People seem to think that living off renewable energy is a new idea, but it is not. There is a reason that people stopped relying on renewable energy, and it had everything to do with the same issues that still apply: Renewable energy is diffuse. It is not reliable. It does, in fact, incur an external cost, and a significant one at that.
I do not know how long world uranium resources will last, but I fully expect them to last for several millenia, if not much, much, much longer, especially if humanity, either by means of tragedy or by rational action, reduces the population significantly.
There's a lot of hand-waving about geothermal energy. It's one of those happy face panaceas about which people love to wax romantic.
Geothermal energy is the only source of "renewable" energy that does not derive as its primary source from fusion reactions in the sun. In fact, the source of this energy is decay heat from nuclear reactions - primarily alpha decay - in the earth's core. The scale of this energy gives some idea about how much uranium and thorium is in the earth.
Whether we can get at it is another question, but I will tell you for certain that traditional ores are at best the tip of the iceberg. The energy density of uranium is so high that the rules of "peak this" and "peak that," are not all that relevant.
The earth's oceans are saturated with respect to uranium. This uranium is recoverable at a reasonable thermodynamic penalty, ironically because of the solar energy represented by ocean currents. Thus if uranium is removed from the ocean, it is likely to be replenished by recycling and weathering of the crust. It is thus conceivable, but hardly proved, that uranium is in fact a renewable resource. That said, it is reasonable to behave as if this is not the case, and that thorium and uranium are exhaustible.

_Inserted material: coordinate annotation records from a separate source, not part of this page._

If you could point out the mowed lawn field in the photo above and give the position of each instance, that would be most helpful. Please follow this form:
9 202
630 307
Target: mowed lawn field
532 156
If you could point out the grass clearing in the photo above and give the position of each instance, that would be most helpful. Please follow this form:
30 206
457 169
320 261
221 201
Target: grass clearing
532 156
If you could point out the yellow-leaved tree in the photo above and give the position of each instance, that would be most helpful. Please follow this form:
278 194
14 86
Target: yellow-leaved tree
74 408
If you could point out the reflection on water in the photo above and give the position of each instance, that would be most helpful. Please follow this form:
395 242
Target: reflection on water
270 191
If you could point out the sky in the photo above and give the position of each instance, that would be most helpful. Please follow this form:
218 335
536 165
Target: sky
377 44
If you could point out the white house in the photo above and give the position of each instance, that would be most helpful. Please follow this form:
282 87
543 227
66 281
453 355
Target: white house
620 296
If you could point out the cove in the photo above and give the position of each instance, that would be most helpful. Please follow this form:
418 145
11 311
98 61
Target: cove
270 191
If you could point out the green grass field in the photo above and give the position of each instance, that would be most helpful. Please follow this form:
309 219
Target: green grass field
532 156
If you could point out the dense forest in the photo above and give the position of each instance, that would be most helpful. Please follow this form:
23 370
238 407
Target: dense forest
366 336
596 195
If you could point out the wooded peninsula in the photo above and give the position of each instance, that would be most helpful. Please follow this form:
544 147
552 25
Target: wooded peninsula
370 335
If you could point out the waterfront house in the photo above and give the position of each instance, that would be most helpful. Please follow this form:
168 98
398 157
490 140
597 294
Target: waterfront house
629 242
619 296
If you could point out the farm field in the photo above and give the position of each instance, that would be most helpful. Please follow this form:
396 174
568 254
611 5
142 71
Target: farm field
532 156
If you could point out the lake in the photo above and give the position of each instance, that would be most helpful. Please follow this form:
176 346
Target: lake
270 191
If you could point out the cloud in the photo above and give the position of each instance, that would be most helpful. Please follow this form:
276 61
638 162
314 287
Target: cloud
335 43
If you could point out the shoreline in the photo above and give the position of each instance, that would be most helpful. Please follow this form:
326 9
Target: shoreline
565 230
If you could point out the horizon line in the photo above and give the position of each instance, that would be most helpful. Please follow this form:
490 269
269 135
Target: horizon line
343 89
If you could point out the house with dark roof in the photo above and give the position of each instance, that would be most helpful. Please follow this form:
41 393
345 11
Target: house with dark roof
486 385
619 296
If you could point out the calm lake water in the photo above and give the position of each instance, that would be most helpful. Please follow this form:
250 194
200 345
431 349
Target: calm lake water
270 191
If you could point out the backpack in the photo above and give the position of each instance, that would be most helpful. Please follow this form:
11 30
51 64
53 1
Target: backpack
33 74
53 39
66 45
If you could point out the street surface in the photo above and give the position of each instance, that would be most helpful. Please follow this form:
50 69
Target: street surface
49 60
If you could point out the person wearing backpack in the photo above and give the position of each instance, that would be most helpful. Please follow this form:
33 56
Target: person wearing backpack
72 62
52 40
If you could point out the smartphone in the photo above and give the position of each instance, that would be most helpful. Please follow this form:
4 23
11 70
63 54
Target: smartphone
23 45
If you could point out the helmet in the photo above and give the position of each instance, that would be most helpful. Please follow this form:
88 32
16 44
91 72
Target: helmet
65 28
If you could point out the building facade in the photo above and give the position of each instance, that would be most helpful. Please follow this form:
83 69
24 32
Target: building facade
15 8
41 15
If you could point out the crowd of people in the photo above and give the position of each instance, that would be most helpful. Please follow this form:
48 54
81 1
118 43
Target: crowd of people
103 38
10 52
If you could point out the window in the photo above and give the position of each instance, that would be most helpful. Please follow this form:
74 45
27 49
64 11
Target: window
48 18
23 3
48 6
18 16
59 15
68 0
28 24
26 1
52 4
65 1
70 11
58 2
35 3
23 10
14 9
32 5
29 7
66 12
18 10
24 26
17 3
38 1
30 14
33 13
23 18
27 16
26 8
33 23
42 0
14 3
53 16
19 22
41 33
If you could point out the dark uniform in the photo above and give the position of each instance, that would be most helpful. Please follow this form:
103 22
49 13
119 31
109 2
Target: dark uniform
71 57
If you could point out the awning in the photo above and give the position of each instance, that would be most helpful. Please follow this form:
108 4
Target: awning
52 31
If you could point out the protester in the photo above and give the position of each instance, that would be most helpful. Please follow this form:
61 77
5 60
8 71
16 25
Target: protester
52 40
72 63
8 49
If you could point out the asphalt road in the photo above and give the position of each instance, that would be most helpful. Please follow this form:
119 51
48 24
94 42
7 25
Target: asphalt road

The economic costs of recovering uranium from seawater are well understood. Although the costs in financial terms are significantly higher than current costs, they are not actually prohibitive at all.
That said, the construction of 3000 nuclear plants - a reasonable number that I think is almost certainly necessary - would not remove the desirability of conserving and impetus to conserve. We must conserve and we should conserve, but that does not mean that we should not use the only truly new form of primary energy discovered in the last several hundred years.
I cannot say whether this notion about uranium as a renewable resource will hold, but I submit that the matter is not one for immediate debate in any case. Unless five out of six people agree to commit suicide for environmental reasons, renewable energy other than nuclear is not a reasonable option for the near term.